Figure 2 gives the example of ordering a 16 × 16 Hadamard matrix using the above rules. By taking each row of the H 16 matrix (Fig. 2a) and transforming each row into a 4 × 4 2D pattern, a complete set of 16 Hadamard basis patterns (Fig. 2b) is obtained, which can be used in single-pixel imaging to reconstruct 4 × 4 resolution images. Following Rule 1, the first half of the patterns are those from the H 8 matrix and the first quarter of the patterns are that from the H 4 (Fig. 2c). We then choose the transpose of the second quarter patterns from the latter half and arrange them into the third quarter (Fig. 2d). Finally, we sort each quarter of the patterns according to their block number (Fig. 2e).

Results

In order to test our method for image reconstruction, numerical calculations are performed where a set of images I o are sampled by patterns P i to yield signals S i and images I are then reconstructed using three different approaches; ‘Russian Dolls’ ordering, evolutionary compressive sensing and conventional compressive sensing. The original images, sampling patterns and resulting images all have resolutions of 128 × 128 pixels. The Hadamard matrix is \({H}_{{2}^{14}}\), with dimension 16384 × 16384. The numerical calculations are performed at sampling ratios set from 1% to 99% at 1% intervals based on a full pattern set of 16384.

With the ‘Russian Dolls’ approach, the resulting images are reconstructed by using the sub-set of the ‘Russian Dolls’ ordering of the Hadamard patterns along with Eq. 1. The evolutionary compressive sensing is performed optimally, i.e. all patterns are measured and ordered corresponding to their S i values (as in Fig. 1c), and each compressive sub-set is taken from the highest S i values. For conventional compressive sensing, we randomise the Hadamard patterns using democratisation and recover the image using a sparsity optimisation by minimisation of the total image curvature5. The RMSE of the resulting images are computed using Eq. 4. All simulations are performed on a laptop with 2.60 GHz quad core processor and 8.00 GB random access memory (RAM).

In the first simulation, we reconstruct a set of 35 images (three examples of which are labelled as ‘Original’ in Fig. 3a–c), in which each image contains an object on a black background.

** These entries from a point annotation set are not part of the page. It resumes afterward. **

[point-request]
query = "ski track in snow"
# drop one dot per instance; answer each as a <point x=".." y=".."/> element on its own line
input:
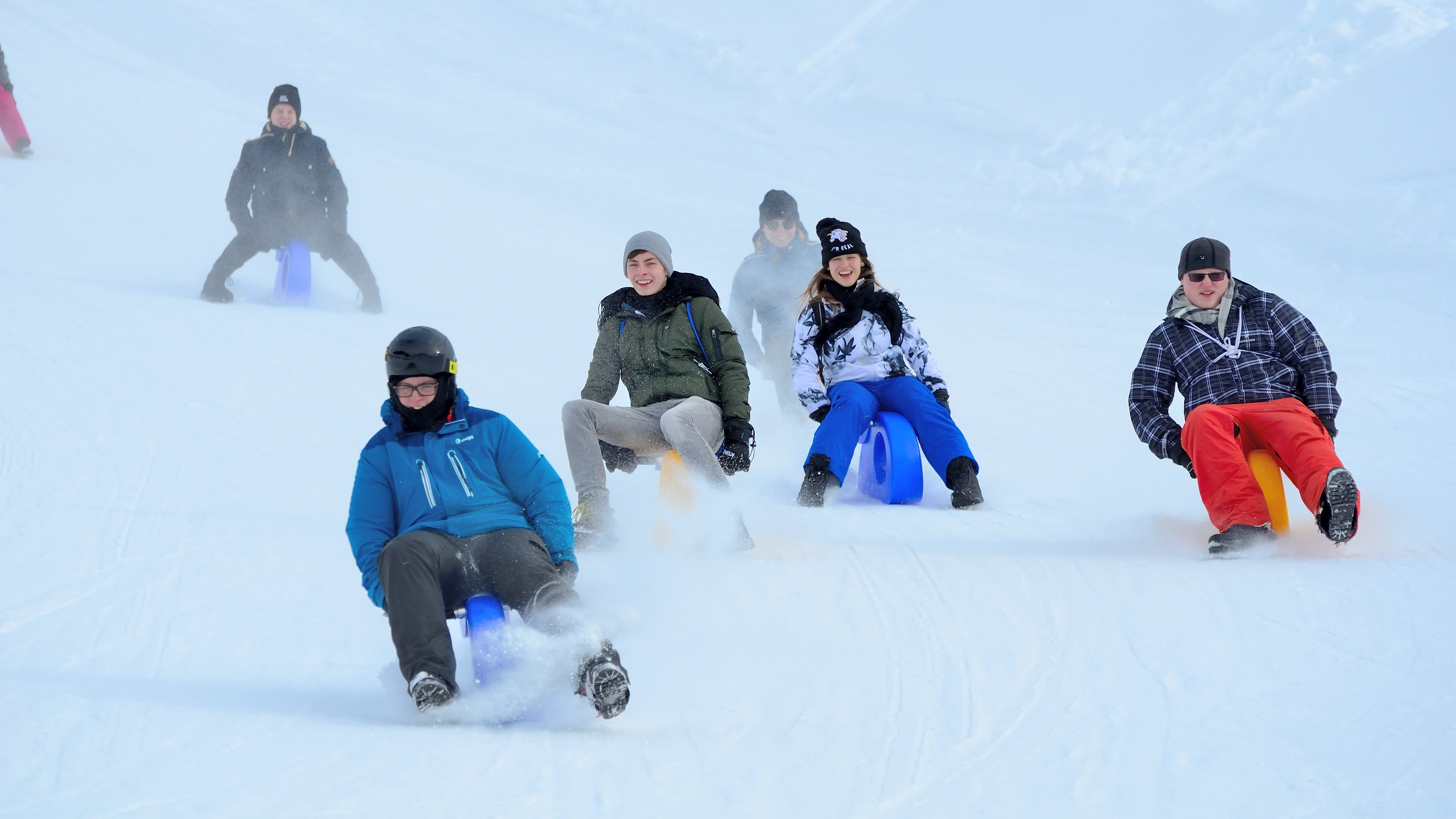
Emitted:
<point x="181" y="623"/>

The reconstructed images at a sampling ratio of 6% are also shown and labelled correspondingly in Fig. 3a–c. Figure 3d shows the RMSE of the reconstruction image as a function of sampling ratio, where the RMSE is the average derived from all 35 reconstructed images.

Figure 3
figure 3

Single object reconstruction comparison. (ac) Examples of single objects (Original), the reconstructed images using ‘Russian Dolls’ approach (RD), evolutionary compressive sensing (ECS), and conventional compressive sensing (CS). (d) Comparison based on relative error per pixel as a function of sampling ratio. Average reconstruction times at 6% sampling ratio for three approadches are given as well.

As expected all three approaches show a similar trend in that the reconstruction quality is improved as the number of patterns increases. For sampling ratios below 20% ECS and conventional compressed sensing perform very similarly, while the ‘Russian Dolls’ ordering result is characterized by some optimal points at 50%, 25%, 12%, 6% and 3% sampling ratio, which is coincident with our prediction that we can form an optimised reconstruction with lower resolution using a sub-set of patterns. For moderate sampling ratios from 20–50% all methods perform very similarly. For sampling ratios above 50% ECS outperforming the other methods. At sampling ratio 6%, the average reconstruction times of all 35 images are 0.103 s, 0.111 s and 12.573 s for ‘Russian Dolls’, ECS and conventional compressive sensing respectively, where ECS is 10% slower due to the need to rearrange patterns25, and conventional compressive sensing is slower due to the increased computational overhead.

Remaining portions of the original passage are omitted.